Unsuccessful medically managed buprenorphine initiation can harm patients and place them at risk for overdose. If outpatient-based initiation strategies are unsuccessful, referral for medically managed inpatient initiation may be necessary. In the inpatient setting, clinicians may consider a LDB-OC approach, HDB, and ancillary medications (Table 3).10,47 Buprenorphine initiation in highly supportive environments, such as hospitals, can improve treatment retention.25
TABLE 3 -
Considerations for Buprenorphine Initiation Approach Based on High-Tolerance and High-Potency Synthetic Opioid Exposure—Clinical Setting and Opioid Withdrawal
|Opioid withdrawal, COWS ≥8 with 1 objective sign of opioid withdrawal
||Standard initiation or HDB
||Standard initiation or HDB
||Standard initiation or HDB
|Opioid withdrawal, COWS <8
||Standard initiation or LDB-OC†
||Standard initiation or LDB-OC†
||Standard initiation or LDB-OC†
|Pain + opioid withdrawal, COWS <8
||Standard initiation or prescribed FAO for pain with LDB-OC
||Standard initiation or prescribed FAO for pain with LBD-OC
||Administered FAO + LDB-OC
*Includes medically managed levels of care such as ASAM 4th Edition Levels of Care 3.7 (medically managed rehab), 4.0 (hospital setting).
†LDB-OC = low-dose buprenorphine initiation with opioid continuation (prescribed versus nonprescribed). Requires an individualized determination of the risks and benefits of prescribed full opioid agonist within federal regulations versus continuation of an illicitly obtained full opioid agonist.
Methadone is the first alternative medication recommended for individuals who elect not to start or continue buprenorphine. Patients with HPSO exposure may need closer monitoring, use of adjunctive medications during initiation, and faster uptitration of methadone.48 Geographical, financial, or transportation challenges may complicate treatment access.
Typically considered a second-line treatment for OUD, initiation is challenging for individuals with extensive HPSO use due to its prolonged elimination.49 In a multisite clinical trial, individuals who tested positive for fentanyl were 11 times less likely to initiate XR naltrexone than buprenorphine or methadone.49 This evidence, along with the higher risk of overdose off MOUD, makes XR naltrexone a dangerous alternative for treatment outside of a controlled setting. If a patient is highly motivated for starting XR naltrexone, a rapid conversion may be considered in a controlled environment.50 Overdose prevention education and informed consent are vital due to the high risk of overdose while awaiting initiation of treatment and at discontinuation of XR naltrexone.

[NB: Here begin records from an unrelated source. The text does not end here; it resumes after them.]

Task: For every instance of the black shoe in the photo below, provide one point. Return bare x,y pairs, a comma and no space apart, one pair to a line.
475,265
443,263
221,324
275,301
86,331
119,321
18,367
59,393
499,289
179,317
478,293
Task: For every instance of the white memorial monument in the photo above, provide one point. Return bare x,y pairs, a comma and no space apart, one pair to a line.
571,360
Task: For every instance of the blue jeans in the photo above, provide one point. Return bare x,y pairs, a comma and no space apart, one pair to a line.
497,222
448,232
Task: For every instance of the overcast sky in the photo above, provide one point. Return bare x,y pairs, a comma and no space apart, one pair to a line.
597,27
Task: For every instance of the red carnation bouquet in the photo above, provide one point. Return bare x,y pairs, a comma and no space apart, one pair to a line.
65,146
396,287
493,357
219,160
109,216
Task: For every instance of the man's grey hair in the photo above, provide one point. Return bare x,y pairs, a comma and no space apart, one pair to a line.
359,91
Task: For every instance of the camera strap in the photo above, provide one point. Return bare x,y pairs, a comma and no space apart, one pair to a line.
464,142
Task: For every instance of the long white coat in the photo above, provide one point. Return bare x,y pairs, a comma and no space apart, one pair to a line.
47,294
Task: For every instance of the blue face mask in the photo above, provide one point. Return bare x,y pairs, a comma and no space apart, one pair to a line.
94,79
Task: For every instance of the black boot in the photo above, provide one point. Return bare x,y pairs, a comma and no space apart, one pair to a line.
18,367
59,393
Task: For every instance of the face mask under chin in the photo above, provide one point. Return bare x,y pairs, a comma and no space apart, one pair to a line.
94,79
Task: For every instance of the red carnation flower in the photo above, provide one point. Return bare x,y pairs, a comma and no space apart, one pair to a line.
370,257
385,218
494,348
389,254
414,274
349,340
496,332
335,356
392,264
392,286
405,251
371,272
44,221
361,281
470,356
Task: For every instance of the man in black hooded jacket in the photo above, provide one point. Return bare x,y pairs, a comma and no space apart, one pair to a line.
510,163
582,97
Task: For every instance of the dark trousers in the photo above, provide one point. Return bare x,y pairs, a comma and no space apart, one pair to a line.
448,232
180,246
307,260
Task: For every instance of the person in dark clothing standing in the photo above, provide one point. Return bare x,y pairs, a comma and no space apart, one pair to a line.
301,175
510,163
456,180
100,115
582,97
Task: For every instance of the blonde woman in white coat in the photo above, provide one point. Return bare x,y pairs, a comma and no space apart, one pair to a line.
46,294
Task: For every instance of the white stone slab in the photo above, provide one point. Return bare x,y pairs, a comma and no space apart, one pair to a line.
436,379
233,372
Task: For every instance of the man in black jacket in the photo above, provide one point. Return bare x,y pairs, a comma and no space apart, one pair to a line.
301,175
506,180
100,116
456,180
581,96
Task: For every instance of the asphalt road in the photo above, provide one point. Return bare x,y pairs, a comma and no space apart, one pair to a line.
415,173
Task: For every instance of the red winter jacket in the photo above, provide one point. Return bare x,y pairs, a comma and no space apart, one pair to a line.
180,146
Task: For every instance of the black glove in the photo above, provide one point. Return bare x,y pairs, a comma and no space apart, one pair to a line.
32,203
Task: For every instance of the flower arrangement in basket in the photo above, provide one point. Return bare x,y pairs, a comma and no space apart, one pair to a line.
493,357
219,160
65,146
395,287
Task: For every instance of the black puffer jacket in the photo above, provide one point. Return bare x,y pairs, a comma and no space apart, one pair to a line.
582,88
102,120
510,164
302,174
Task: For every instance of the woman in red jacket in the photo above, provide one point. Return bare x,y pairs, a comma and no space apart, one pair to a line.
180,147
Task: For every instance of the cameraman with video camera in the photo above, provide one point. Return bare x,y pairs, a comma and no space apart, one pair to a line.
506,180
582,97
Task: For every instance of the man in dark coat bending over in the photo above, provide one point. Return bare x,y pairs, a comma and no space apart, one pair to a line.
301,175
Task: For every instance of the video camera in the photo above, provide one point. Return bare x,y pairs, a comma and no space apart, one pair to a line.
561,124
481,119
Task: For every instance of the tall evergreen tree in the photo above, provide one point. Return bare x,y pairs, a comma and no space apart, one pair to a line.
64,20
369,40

- If a patient has been unsuccessful with buprenorphine initiation and continues desiring buprenorphine, consider a higher level of care and/or alternative initiation strategies.
- Consider methadone for individuals who are unable to stabilize safely and effectively on buprenorphine.
- Consider XR naltrexone initiation only in individuals in a highly structured, medically managed inpatient environment.